Dengan semua penjelasan yang kau paparkan, yang cenderung terus meninggikanku, aku tidak mau terus menari di atas awanmu. Biarkan aku berpijak di tanahku sendiri. Kalaupun harus jatuh bukankah akan lebih tidak menyakitkan? Kemungkinan lain bahkan aku hanya akan tersandung.

Yang harus kau tau, di saat kau menolak untuk mengakhiri semuanya, aku tidak pernah sama sekali menganggapmu sebagai seorang pengemis. Yang aku tau, kau melakukannya agar tak ada penyesalan nantinya. Aku mengerti. Dan aku minta maaf soal itu.

Kalaupun kau tak mau dan tak sanggup menyelesaikan semua ini, karena aku pun akan memikirkannya seribu kali, hanya satu yang kutawarkan. Kita mulai dari nol. Karena sesuatu yang tidak mungkin untuk melanjutkan pembangunan di saat pondasinya telah runtuh. Puing-puingnya masih ada di sana, tapi kau pun tau, limbah itu tidak lagi dapat digunakan untuk membagun pondasi baru. Kita harus mencari material baru. Sama seperti kepercayaan dan keyakinanku akan keseriusanmu yang telah kau hancurkan begitu saja, padahal kau bangun itu dengan susah payah dan waktu yang tidak sebentar. Sekarang, kau harus melakukannya kembali, meski aku yakin, ini akan lebih sulit dari sebelumnya.

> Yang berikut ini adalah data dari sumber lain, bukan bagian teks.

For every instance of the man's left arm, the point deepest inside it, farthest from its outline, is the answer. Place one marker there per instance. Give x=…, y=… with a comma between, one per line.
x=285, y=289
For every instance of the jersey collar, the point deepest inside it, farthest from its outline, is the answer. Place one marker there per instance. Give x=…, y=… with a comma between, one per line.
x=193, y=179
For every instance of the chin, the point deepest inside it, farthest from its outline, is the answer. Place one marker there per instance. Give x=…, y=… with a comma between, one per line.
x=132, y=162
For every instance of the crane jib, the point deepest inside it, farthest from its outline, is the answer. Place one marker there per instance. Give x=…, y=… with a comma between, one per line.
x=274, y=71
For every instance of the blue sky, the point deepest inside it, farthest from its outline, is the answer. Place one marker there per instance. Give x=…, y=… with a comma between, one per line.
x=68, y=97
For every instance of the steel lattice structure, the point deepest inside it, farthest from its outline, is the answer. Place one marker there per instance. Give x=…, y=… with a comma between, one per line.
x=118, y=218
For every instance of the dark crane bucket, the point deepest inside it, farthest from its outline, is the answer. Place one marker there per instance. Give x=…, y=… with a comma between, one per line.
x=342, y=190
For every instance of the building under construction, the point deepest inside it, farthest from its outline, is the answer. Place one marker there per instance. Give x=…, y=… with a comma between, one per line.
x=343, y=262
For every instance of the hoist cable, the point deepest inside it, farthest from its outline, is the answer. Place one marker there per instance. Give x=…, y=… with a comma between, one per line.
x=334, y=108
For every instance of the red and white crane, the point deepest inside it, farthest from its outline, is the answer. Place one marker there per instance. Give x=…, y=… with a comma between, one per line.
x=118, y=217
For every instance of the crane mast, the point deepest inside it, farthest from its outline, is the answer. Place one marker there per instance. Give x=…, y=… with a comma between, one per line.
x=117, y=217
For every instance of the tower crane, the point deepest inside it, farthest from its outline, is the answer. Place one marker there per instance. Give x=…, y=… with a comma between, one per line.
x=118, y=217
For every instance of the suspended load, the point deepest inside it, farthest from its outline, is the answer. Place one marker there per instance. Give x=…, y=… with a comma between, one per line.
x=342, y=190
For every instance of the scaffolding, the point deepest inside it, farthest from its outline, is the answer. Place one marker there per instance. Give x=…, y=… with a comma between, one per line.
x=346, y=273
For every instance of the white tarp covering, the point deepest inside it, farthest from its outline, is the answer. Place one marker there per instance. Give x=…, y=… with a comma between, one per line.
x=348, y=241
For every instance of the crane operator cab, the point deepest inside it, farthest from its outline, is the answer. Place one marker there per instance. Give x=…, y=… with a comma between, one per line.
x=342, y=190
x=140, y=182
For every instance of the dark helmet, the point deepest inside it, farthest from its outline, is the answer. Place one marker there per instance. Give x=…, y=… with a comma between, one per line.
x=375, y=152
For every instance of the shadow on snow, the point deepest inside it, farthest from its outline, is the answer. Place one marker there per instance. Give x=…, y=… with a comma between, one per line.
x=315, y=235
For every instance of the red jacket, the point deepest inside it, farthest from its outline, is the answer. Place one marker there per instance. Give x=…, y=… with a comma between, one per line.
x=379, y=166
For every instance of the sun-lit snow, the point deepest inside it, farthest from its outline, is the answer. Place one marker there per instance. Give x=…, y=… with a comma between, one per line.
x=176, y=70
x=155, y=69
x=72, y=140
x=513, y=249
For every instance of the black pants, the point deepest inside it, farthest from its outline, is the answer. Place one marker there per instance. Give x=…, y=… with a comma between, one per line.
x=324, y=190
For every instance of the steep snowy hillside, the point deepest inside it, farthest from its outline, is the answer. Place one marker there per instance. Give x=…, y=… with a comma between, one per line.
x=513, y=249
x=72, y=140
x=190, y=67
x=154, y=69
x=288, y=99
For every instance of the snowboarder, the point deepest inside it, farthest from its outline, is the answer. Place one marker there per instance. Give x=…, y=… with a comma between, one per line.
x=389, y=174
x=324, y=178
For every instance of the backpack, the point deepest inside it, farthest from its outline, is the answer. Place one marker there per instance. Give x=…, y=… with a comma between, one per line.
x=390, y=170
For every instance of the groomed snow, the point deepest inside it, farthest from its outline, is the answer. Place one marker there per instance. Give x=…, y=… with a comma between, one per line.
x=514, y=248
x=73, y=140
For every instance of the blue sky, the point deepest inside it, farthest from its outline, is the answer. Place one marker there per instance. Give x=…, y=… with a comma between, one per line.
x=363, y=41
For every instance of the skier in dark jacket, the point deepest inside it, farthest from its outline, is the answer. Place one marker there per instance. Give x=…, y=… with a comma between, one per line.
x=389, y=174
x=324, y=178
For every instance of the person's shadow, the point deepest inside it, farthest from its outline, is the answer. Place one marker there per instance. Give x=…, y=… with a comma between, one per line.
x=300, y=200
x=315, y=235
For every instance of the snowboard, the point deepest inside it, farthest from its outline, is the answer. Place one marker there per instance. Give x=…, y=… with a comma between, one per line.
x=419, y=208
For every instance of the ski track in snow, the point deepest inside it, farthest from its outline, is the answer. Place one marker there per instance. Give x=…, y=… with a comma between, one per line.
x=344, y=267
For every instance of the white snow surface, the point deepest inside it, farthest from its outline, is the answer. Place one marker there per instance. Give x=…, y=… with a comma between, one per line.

Aku akan mulai mengenalmu kembali. Bukan kamu yang dulu atau kamu yang kemarin. Tapi kamu yang sekarang dan kamu yang yang akan datang.



"Aku jadikan mereka seperti perempuan yang aku mau. Bahkan aku tak segan jika harus mengancam mereka. Tapi di saat aku lakukan hal yang sama padamu, kau menolak dan marah padaku, itu jadi pukulan besar, aku tidak bisa memaksamu untuk menjadi seperti apa yang aku inginkan. Kembali kau sadarkan aku, aku tidak bisa selamanya seperti itu."